The second reason is that as I grew up in the Northeastern part of Thailand, the poorest region, food was always hard to come by. We weren't hungry as there was always rice, but it was difficult finding something to go with rice. Now I do have ingredients to go with rice, I want to cook!

Sunday, 24 January 2016

Indonesian Beef Rendang.



Indonesian Beef Rendang.

The dish originated from Indonesia's Minangkabau ethnic group and it was a way of preserving meat in the tropical heat.


In a large wok, fry
-sliced galangal,
-lemongrass,
-kaffir lime leaves.
-1.6kg beef, cut into 3cm chunks,
Stir fry until the vegetables are soft and fragrant, add
-2tbsp Homemade Red curry paste,
-1tsp turmeric powder,
Cook stirring until the beef are well coated in the paste.
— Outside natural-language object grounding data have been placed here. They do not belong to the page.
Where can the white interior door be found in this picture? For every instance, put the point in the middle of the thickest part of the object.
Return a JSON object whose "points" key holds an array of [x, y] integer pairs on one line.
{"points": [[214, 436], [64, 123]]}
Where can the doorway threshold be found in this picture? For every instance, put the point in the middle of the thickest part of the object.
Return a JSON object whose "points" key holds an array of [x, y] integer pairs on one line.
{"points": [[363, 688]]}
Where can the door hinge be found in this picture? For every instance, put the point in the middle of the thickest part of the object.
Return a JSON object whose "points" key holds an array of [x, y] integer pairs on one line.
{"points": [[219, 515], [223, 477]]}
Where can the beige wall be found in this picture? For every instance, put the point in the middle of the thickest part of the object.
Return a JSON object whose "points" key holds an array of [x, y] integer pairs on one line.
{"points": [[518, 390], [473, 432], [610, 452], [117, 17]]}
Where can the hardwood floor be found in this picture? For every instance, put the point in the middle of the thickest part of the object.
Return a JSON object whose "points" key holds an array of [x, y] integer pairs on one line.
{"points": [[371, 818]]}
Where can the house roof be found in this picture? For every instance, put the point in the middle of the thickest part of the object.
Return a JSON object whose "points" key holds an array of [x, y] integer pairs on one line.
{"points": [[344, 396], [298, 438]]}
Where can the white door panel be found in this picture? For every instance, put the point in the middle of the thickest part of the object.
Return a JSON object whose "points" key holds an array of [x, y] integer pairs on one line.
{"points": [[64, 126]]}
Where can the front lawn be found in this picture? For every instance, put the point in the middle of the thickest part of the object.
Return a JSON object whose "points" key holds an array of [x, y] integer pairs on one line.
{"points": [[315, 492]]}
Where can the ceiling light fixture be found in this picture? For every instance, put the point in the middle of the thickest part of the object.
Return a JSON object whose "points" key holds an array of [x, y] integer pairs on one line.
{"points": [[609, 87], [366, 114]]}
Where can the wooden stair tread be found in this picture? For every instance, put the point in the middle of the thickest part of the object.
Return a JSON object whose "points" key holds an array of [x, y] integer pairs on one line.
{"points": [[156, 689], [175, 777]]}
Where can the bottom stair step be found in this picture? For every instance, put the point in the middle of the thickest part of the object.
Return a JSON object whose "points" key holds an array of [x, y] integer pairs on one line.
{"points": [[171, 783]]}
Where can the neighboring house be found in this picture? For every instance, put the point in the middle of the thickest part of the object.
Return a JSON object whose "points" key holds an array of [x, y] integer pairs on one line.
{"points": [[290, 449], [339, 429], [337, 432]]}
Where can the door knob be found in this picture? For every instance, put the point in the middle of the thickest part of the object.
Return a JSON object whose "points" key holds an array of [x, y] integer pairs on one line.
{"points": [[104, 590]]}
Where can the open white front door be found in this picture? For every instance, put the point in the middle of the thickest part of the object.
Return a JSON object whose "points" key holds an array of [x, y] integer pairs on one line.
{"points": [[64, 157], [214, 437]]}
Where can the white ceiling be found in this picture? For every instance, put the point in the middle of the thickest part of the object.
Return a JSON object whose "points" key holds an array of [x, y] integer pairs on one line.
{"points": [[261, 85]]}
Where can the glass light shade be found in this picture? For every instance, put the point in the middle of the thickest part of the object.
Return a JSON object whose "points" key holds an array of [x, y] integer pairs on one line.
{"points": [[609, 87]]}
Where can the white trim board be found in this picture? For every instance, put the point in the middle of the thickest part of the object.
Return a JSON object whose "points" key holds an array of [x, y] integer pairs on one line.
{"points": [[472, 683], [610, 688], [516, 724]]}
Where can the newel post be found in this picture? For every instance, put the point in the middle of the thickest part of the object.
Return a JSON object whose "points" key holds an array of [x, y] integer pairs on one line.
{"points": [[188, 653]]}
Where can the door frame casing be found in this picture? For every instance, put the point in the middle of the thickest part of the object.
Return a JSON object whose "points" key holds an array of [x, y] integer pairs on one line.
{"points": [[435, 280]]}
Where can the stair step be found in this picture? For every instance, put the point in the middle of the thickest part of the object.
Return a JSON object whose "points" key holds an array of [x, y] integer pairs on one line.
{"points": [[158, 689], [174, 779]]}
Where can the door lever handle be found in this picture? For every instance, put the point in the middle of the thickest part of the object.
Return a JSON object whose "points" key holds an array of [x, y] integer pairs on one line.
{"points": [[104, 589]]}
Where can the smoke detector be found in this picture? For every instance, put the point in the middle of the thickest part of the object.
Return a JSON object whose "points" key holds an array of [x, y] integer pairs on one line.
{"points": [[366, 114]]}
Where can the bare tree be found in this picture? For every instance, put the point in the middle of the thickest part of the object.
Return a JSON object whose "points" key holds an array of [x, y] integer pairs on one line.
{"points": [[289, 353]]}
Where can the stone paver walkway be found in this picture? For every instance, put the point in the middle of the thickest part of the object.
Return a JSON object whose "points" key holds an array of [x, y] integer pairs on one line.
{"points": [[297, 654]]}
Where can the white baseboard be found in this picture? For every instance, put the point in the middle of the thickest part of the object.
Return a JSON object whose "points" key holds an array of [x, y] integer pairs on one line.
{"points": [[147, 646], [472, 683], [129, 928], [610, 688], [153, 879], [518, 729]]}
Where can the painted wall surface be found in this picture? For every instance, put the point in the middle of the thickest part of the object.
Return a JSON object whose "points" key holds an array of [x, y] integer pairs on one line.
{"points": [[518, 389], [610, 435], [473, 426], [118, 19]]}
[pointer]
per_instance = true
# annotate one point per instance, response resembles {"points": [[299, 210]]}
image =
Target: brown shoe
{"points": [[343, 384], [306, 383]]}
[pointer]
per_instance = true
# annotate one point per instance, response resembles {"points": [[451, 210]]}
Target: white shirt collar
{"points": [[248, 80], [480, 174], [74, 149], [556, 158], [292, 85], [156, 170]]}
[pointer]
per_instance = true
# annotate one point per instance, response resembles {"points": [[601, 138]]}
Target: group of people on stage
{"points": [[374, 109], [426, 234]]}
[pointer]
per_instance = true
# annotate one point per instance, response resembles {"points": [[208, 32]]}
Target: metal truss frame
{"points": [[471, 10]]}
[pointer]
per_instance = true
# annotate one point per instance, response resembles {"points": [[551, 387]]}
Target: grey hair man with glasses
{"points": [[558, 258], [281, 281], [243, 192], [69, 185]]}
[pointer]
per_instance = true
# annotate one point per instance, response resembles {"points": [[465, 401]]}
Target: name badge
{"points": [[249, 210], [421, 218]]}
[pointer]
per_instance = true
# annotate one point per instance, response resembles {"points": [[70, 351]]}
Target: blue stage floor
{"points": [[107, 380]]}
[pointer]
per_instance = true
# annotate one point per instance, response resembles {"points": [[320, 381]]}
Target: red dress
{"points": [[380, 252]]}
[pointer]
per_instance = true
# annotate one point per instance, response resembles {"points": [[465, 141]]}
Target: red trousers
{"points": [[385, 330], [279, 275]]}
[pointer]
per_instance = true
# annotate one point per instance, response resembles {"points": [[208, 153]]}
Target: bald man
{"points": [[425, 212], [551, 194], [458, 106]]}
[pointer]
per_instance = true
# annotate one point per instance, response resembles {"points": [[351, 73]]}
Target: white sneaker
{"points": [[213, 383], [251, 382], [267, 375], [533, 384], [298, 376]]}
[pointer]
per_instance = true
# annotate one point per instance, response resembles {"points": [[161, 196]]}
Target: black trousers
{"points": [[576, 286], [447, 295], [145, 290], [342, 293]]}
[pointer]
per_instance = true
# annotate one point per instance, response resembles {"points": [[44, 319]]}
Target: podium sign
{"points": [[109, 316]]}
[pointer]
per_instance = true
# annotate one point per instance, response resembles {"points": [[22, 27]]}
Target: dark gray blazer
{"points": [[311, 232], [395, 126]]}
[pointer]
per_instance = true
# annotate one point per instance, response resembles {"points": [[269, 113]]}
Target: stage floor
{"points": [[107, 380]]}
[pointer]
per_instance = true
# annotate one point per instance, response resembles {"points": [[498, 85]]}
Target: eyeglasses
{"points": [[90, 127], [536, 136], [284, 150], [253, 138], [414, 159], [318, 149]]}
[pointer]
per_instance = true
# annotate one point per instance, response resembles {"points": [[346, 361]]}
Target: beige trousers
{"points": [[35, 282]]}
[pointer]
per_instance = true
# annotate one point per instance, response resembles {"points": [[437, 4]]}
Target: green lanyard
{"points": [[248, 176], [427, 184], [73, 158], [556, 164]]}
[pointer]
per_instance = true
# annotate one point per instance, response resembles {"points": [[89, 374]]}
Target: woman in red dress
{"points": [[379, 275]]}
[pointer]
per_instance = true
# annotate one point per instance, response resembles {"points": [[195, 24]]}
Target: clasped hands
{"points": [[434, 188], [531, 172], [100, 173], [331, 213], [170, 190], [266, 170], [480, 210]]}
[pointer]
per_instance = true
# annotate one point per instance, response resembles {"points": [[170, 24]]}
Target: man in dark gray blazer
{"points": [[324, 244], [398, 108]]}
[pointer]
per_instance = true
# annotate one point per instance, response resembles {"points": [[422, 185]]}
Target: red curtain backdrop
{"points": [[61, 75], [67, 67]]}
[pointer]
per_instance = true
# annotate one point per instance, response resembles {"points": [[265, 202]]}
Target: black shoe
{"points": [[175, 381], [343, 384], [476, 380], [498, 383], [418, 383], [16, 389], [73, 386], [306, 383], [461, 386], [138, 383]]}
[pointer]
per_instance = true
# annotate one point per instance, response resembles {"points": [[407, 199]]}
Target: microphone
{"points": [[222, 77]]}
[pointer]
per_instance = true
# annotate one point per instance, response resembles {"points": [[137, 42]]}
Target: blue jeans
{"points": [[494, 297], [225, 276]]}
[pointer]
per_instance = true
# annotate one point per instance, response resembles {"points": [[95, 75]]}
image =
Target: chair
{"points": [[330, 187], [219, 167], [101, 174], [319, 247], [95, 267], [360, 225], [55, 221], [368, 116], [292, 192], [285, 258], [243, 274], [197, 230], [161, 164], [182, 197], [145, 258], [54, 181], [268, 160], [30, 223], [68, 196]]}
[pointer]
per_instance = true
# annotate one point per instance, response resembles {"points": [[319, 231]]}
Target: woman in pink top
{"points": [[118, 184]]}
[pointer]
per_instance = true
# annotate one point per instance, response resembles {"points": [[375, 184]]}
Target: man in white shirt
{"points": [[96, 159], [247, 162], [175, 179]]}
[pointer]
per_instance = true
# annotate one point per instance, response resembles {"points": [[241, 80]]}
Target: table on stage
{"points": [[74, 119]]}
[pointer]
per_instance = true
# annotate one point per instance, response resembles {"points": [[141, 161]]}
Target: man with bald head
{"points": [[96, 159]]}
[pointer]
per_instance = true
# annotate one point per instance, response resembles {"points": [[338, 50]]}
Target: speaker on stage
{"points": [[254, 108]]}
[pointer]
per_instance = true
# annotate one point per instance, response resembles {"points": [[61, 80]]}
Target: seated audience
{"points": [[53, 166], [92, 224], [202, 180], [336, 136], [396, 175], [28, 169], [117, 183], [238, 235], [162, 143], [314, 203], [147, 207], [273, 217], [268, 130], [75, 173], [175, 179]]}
Add
-400ml coconut milk,
-1tbsp light soy sauce,
-1tbsp dark soy sauce,
-250ml water.
Stir, leave to simmer,on low heat, for 3-4hrs. Stir from time to time.
After 3 hrs, check to see if the meat is cooked through and melting.
When the meat is ready,
Turn the heat up for stir frying, to get rid of any excess liquid, add
-1tbsp Palm sugar (or brown sugar)
Check for seasoning, you may need more soy sauce etc.
It's done when there's barely any sauce left and the meat is dark brown.

Serve with rice. The Rendang tastes better if left over night. Will power needed.